Rovinescu, Air Canada’s president and CEO, was taking part in a forum on airline issues when an audience member — Akbar Al Baker, CEO of Qatar Airways — asked whether Canada’s air transport policy was being set by Air Canada rather than by the government. The conference was attended by
the presidents of many of the world’s major airlines.
Al Baker said a document from Air Canada was stifling requests from Qatar Airways, Emirates and Etihad Airways, all based in the Persian Gulf, for new or expanded services from Toronto. He said the airlines should be able to operate from their countries to Canada just as Air Canada operates from
Canada to other countries.
“There is no free lunch,” Rovinescu said in reply. “Someone must make a business case to me to agree to something that doesn’t make economic sense to me.” The intention of the three airlines is to carry connecting passengers on to other countries, rather than to bring them to their home bases, he said.

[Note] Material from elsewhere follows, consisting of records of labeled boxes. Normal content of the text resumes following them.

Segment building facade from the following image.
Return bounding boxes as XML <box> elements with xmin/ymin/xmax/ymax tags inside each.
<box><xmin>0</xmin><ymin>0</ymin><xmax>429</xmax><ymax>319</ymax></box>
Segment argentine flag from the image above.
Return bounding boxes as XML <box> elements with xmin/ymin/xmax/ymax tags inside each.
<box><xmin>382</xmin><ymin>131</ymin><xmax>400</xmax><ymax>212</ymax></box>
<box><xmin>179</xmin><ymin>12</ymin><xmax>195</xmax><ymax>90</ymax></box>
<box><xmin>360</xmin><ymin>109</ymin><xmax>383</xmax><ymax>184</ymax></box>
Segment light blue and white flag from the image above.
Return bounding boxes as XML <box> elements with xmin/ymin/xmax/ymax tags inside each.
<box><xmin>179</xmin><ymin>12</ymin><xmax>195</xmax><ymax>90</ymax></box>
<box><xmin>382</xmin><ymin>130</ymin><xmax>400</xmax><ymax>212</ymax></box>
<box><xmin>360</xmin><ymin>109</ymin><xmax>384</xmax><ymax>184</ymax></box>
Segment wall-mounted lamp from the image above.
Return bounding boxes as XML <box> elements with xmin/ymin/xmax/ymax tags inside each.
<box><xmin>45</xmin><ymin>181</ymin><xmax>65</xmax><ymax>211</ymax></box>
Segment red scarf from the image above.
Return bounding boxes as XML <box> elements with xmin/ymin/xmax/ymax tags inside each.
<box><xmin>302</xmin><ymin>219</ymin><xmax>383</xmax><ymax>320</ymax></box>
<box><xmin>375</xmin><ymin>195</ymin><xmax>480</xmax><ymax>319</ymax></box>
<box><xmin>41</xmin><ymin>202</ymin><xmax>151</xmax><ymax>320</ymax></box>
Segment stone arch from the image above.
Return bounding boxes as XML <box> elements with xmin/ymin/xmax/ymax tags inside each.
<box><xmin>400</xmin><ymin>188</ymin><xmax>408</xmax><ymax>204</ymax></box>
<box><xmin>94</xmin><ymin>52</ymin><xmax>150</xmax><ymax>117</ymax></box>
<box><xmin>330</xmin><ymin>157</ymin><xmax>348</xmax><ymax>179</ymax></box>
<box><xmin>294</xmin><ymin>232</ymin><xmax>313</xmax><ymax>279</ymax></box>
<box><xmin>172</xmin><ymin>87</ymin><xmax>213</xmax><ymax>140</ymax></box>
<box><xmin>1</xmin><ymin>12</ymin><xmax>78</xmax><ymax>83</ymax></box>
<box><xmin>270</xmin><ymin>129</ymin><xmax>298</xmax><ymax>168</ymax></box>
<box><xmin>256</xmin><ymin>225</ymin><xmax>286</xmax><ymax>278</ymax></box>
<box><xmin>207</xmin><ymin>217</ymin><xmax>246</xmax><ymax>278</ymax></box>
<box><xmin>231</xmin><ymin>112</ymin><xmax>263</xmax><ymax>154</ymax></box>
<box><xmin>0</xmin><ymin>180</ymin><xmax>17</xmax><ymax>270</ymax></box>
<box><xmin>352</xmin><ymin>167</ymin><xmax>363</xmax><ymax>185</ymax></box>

“I work for the [Air Canada] shareholders,” he said, “not for the better good of foreign carriers.”
During the panel discussion Rovinescu talked about two of Air Canada’s priorities which, at first glance, could seem contradictory. One is to reduce the amount the carrier spends on labour; the other is to stimulate employees to improve customer service.
It is possible to balance the two, he said later in an interview. Labour costs will not be reduced by wage concessions and rollbacks, but through attrition, he said. The result could be four employees doing the work of five, but wages and benefits will be protected. The airline is also building bridges with union leaders by giving them confidential financial information at quarterly meetings, Rovinescu said.
The airline’s emphasis on changing employees’ attitudes to customer service has already paid off with a number of recent awards and honours, he said. These include being named the best airline in North Ameriac in a Skytrax survey of more than 17 million air travellers from 100 countries.
Asked if Air Canada is no longer the airline travellers love to hate, Rovinescu said, “I’m sick and tired of hearing that expression. Our employees are more engaged than a year ago.”